Er hatte dies so beiläufig erwähnt, als ginge es lediglich um Wäschewaschen. Charlotte hatte vor Schreck ihren Löffel fallen lassen und die Suppe war sowohl auf das blütenweiße Tischtuch als auch ihren Rock gespritzt. Ihr Vater hatte sie daraufhin mit einem strengen Blick fixiert.

»Contenance, Charlotte!«

Sie funkelte ihn erbost an, schob ihren Stuhl geräuschvoll nach hinten und stürmte aus dem Raum. Ihre Mutter schaute völlig überrascht zu ihrem Mann hinüber. »Aber Heinrich, was ist denn los?«

»Was los ist, Adele? Hast du denn keine Augen im Kopf? Hast du nicht bemerkt, dass unsere Tochter sich mit dem Gärtner trifft?«

Ihre Mutter schnappte hörbar nach Luft. »Um Himmelswillen! Da wird doch nicht schon was passiert sein?« Sie drückte ihre Serviette gegen den Mund, um nicht loszuheulen.

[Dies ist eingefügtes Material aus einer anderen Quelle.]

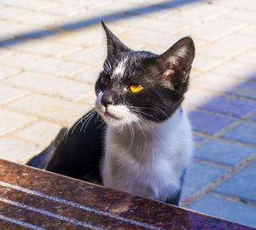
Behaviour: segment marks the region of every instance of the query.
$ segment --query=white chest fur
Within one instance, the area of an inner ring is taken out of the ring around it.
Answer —
[[[108,126],[103,184],[165,201],[180,188],[180,178],[191,157],[191,128],[179,109],[165,122],[134,126],[133,132],[128,127],[120,131]]]

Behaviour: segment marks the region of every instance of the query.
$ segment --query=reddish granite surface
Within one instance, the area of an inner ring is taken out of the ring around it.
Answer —
[[[253,229],[0,159],[0,229]]]

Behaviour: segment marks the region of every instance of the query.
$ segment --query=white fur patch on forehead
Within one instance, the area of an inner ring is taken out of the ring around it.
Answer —
[[[119,62],[119,64],[117,65],[117,66],[114,68],[113,72],[111,78],[120,80],[124,77],[127,60],[128,60],[128,57],[125,57]]]

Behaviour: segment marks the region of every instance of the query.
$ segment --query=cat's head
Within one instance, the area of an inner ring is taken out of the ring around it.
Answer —
[[[162,122],[187,91],[195,46],[183,37],[160,55],[126,47],[102,22],[108,56],[96,83],[96,109],[108,125]]]

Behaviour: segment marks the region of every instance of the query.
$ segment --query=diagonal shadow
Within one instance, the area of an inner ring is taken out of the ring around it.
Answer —
[[[190,4],[202,0],[167,0],[162,3],[150,4],[148,6],[143,6],[130,9],[127,10],[120,10],[117,13],[106,14],[100,16],[92,17],[90,19],[80,20],[74,22],[59,24],[57,26],[52,25],[53,29],[36,30],[20,33],[15,35],[15,37],[22,37],[22,39],[17,38],[6,38],[0,42],[0,47],[12,46],[20,43],[24,43],[30,38],[44,38],[46,37],[55,36],[66,32],[66,30],[76,31],[81,28],[86,28],[90,26],[98,24],[101,20],[114,21],[121,19],[129,19],[138,14],[149,14],[160,11],[164,11],[168,9],[173,9],[183,5]],[[125,13],[125,14],[124,14]],[[64,29],[64,30],[63,30]]]

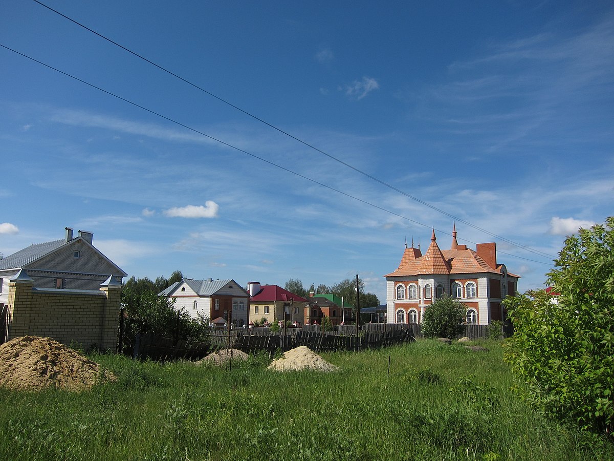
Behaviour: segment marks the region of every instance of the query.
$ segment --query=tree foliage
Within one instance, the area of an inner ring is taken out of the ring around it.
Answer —
[[[286,286],[284,287],[291,293],[298,294],[299,296],[305,297],[307,296],[307,291],[303,286],[303,282],[298,278],[290,278],[286,282]]]
[[[466,319],[467,306],[444,296],[424,310],[422,333],[428,337],[454,338],[465,331]]]
[[[505,301],[515,328],[505,360],[519,390],[546,414],[611,436],[614,217],[568,237],[547,275],[558,296],[529,291]]]

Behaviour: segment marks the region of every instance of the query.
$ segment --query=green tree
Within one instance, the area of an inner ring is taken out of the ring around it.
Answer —
[[[558,296],[505,301],[514,324],[505,358],[521,393],[546,414],[614,433],[614,217],[565,240],[548,274]]]
[[[307,291],[305,290],[305,286],[303,286],[303,282],[298,278],[289,279],[286,282],[286,286],[284,288],[290,293],[298,294],[303,297],[305,297],[307,294]]]
[[[424,309],[422,333],[428,337],[454,338],[465,331],[467,306],[446,295]]]

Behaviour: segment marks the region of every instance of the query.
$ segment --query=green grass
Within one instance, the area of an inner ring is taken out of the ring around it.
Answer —
[[[333,374],[271,372],[262,357],[228,372],[93,355],[116,382],[0,389],[0,459],[614,459],[520,401],[500,345],[483,345],[322,354]]]

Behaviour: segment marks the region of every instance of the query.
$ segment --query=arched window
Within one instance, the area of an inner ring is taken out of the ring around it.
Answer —
[[[405,299],[405,287],[404,285],[397,285],[397,299]]]
[[[465,293],[467,297],[475,297],[475,283],[468,282],[465,285]]]
[[[437,297],[438,298],[441,297],[445,293],[445,291],[443,291],[443,285],[442,285],[441,283],[438,285],[435,291],[435,294],[437,295]]]
[[[424,285],[424,299],[430,299],[432,297],[430,285]]]
[[[407,287],[407,294],[409,295],[410,299],[415,299],[418,297],[418,287],[412,284]]]
[[[462,285],[457,282],[452,285],[452,296],[454,297],[462,297]]]

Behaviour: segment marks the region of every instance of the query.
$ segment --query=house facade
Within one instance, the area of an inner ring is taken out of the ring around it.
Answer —
[[[406,244],[398,267],[384,275],[388,323],[420,323],[425,310],[443,295],[467,307],[468,324],[505,320],[501,301],[516,294],[519,277],[497,263],[494,243],[478,243],[473,250],[459,245],[456,235],[455,225],[449,250],[442,250],[433,230],[424,255]]]
[[[265,318],[272,323],[284,319],[284,312],[293,324],[305,323],[305,306],[307,300],[278,285],[261,285],[260,282],[247,284],[249,293],[249,318],[253,321]]]
[[[126,274],[93,244],[93,234],[66,227],[61,240],[33,244],[0,259],[0,302],[9,302],[9,281],[25,270],[36,288],[96,290],[112,275],[121,284]]]
[[[204,317],[223,325],[231,315],[232,323],[236,326],[243,326],[248,322],[249,295],[231,279],[184,278],[160,294],[176,298],[175,308],[185,309],[193,318]]]

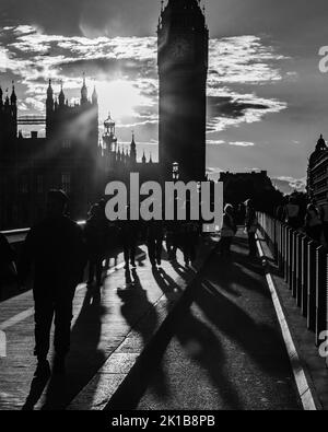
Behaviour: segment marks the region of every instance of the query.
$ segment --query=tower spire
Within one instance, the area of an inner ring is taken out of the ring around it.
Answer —
[[[131,163],[137,163],[137,145],[134,141],[134,130],[132,130],[132,141],[130,145],[130,157],[131,157]]]
[[[59,106],[65,105],[65,94],[63,94],[63,89],[62,89],[62,81],[60,81],[60,93],[58,96],[58,102],[59,102]]]
[[[16,105],[17,102],[17,96],[15,93],[15,85],[14,85],[14,81],[12,81],[12,92],[11,92],[11,96],[10,96],[10,103],[11,105]]]
[[[85,104],[87,102],[87,87],[85,83],[85,72],[83,72],[83,85],[81,89],[81,104]]]
[[[94,105],[96,105],[98,103],[98,95],[97,95],[97,91],[96,91],[95,85],[93,87],[93,93],[92,93],[92,103]]]

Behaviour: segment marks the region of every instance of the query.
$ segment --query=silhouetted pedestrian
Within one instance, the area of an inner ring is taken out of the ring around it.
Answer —
[[[8,240],[0,233],[0,299],[7,284],[17,282],[15,254]]]
[[[245,227],[248,234],[248,246],[249,246],[249,256],[256,257],[256,232],[258,229],[258,220],[256,215],[256,211],[254,208],[254,203],[251,199],[248,199],[246,202],[246,218],[245,218]]]
[[[128,211],[129,212],[129,211]],[[120,221],[120,243],[124,247],[124,255],[126,261],[126,268],[129,268],[129,265],[136,267],[136,252],[137,244],[139,238],[140,225],[138,221],[130,221],[129,214],[127,221]]]
[[[301,207],[298,206],[295,197],[290,197],[289,202],[285,206],[285,222],[297,230],[300,227],[300,212]]]
[[[326,245],[328,246],[328,201],[320,206],[320,215],[323,221],[324,236]]]
[[[221,255],[223,257],[231,256],[231,245],[236,235],[237,226],[234,219],[234,209],[232,205],[226,205],[223,213],[223,222],[221,229]]]
[[[27,234],[19,264],[22,282],[34,267],[36,377],[50,373],[47,354],[54,316],[54,373],[65,373],[65,360],[70,348],[72,301],[86,262],[82,230],[65,215],[67,202],[63,191],[48,192],[47,215]]]
[[[199,241],[199,226],[195,222],[186,222],[180,226],[180,244],[185,265],[189,266],[196,260],[197,244]]]
[[[176,259],[176,252],[179,244],[179,227],[180,223],[178,221],[167,221],[166,227],[166,250],[168,255],[168,260],[172,261]]]
[[[106,254],[108,221],[105,218],[104,209],[99,205],[94,205],[86,221],[84,235],[86,240],[89,255],[89,280],[91,285],[96,277],[96,285],[102,285],[103,260]]]
[[[149,259],[152,266],[162,265],[164,230],[163,222],[152,220],[148,223],[147,244]]]
[[[323,222],[319,211],[314,205],[308,205],[305,214],[305,232],[315,242],[320,243]]]

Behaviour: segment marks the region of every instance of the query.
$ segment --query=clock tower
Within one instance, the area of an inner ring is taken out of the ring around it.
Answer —
[[[168,0],[159,22],[160,164],[165,178],[206,177],[209,31],[199,0]]]

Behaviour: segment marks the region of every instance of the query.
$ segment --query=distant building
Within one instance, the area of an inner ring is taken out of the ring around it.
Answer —
[[[25,138],[17,131],[21,125],[45,125],[46,136],[32,131]],[[69,195],[70,214],[78,220],[103,197],[109,180],[127,180],[131,171],[140,172],[141,178],[159,175],[152,157],[147,161],[143,155],[137,162],[134,136],[130,149],[122,150],[113,119],[104,126],[99,139],[97,94],[94,90],[87,97],[85,79],[80,103],[74,105],[69,105],[62,85],[55,97],[49,81],[45,117],[19,117],[14,86],[4,101],[0,89],[0,230],[35,223],[44,214],[50,188]]]
[[[235,206],[253,199],[257,210],[270,212],[281,200],[282,194],[273,187],[267,171],[221,173],[219,182],[223,182],[224,201]]]
[[[328,148],[320,136],[315,151],[309,156],[307,168],[307,194],[320,205],[328,199]]]
[[[159,28],[160,164],[179,178],[206,178],[209,30],[198,0],[168,0]]]

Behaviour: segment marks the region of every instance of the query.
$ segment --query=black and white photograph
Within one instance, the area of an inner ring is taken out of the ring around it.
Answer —
[[[0,411],[328,410],[327,20],[0,0]]]

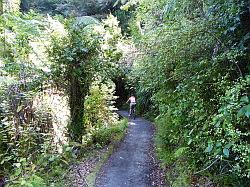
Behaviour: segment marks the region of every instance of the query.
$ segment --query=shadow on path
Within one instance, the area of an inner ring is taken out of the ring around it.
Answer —
[[[128,117],[126,111],[119,111],[119,114]],[[153,134],[154,127],[150,122],[142,118],[130,120],[126,137],[102,167],[95,186],[155,186],[151,177],[154,170],[154,163],[152,163],[154,158],[151,155]]]

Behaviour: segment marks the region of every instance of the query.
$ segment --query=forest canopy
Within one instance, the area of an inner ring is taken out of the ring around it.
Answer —
[[[247,0],[0,1],[0,67],[0,186],[62,185],[129,94],[171,186],[249,184]]]

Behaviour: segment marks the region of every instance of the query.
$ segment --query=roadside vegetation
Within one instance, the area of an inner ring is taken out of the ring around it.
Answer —
[[[170,186],[248,186],[249,62],[247,0],[0,1],[0,186],[62,185],[129,94]]]

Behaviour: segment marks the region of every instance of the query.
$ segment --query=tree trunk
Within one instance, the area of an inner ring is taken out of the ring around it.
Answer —
[[[3,0],[0,0],[0,15],[3,14]]]
[[[22,12],[27,12],[29,10],[29,3],[27,0],[21,0],[20,9]]]
[[[71,140],[81,143],[84,133],[84,101],[88,93],[87,83],[81,83],[75,75],[70,75],[69,85],[69,105],[71,114],[71,123],[68,125],[68,131]]]

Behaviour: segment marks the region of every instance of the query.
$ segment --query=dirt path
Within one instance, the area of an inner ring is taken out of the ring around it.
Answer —
[[[121,111],[127,116],[127,112]],[[153,125],[137,118],[129,122],[128,134],[102,167],[96,187],[165,186],[164,177],[154,159]]]

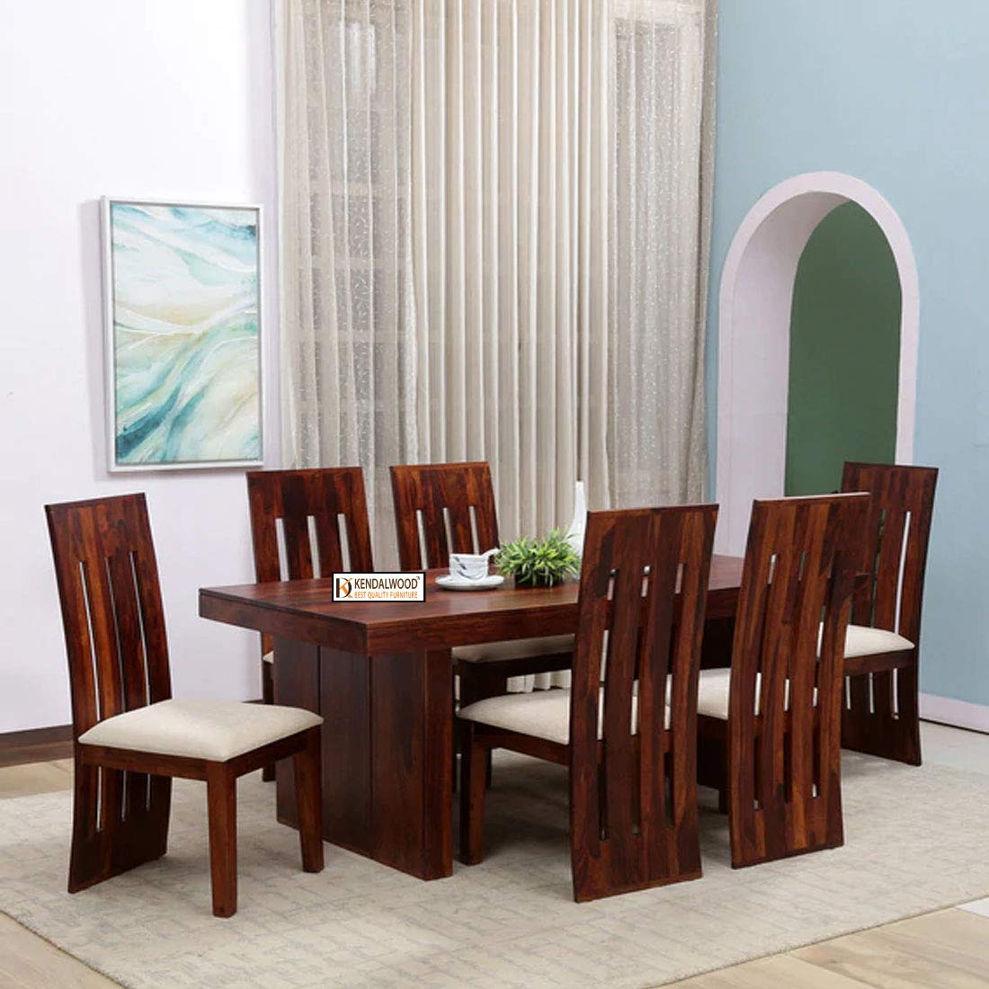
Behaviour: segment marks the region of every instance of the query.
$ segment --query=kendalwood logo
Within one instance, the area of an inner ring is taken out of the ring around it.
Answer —
[[[424,601],[425,574],[334,574],[334,601]]]

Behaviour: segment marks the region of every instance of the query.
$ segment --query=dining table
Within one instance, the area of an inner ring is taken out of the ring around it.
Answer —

»Ich hoffe nicht, sonst können wir die Hochzeit mit den von Bonstetten vergessen. Der junge von Bonstetten nimmt keine gebrauchte Braut.«

»Heinrich! An sowas darfst du nicht einmal denken! Oh ...«, rief sie und fiel unmittelbar danach in Ohnmacht.

Von all dem bemerkte Charlotte nichts, denn sie war aus der Villa gerannt und über den Garten zum Haus, in dem die Bediensteten wohnten. »Johann? Johann!« Sie stürmte ins Haus und stieß mit Hans zusammen. »Hans, wo ist Johann?«

Der Mann schaute sie lange und traurig an. »Er ist fort, gnädiges Fräulein.«

»Fort? Aber wohin denn? Und warum hat er mir nichts davon gesagt?« Charlotte ließ die Schultern fallen, die Tränen liefen ihr über die Wangen.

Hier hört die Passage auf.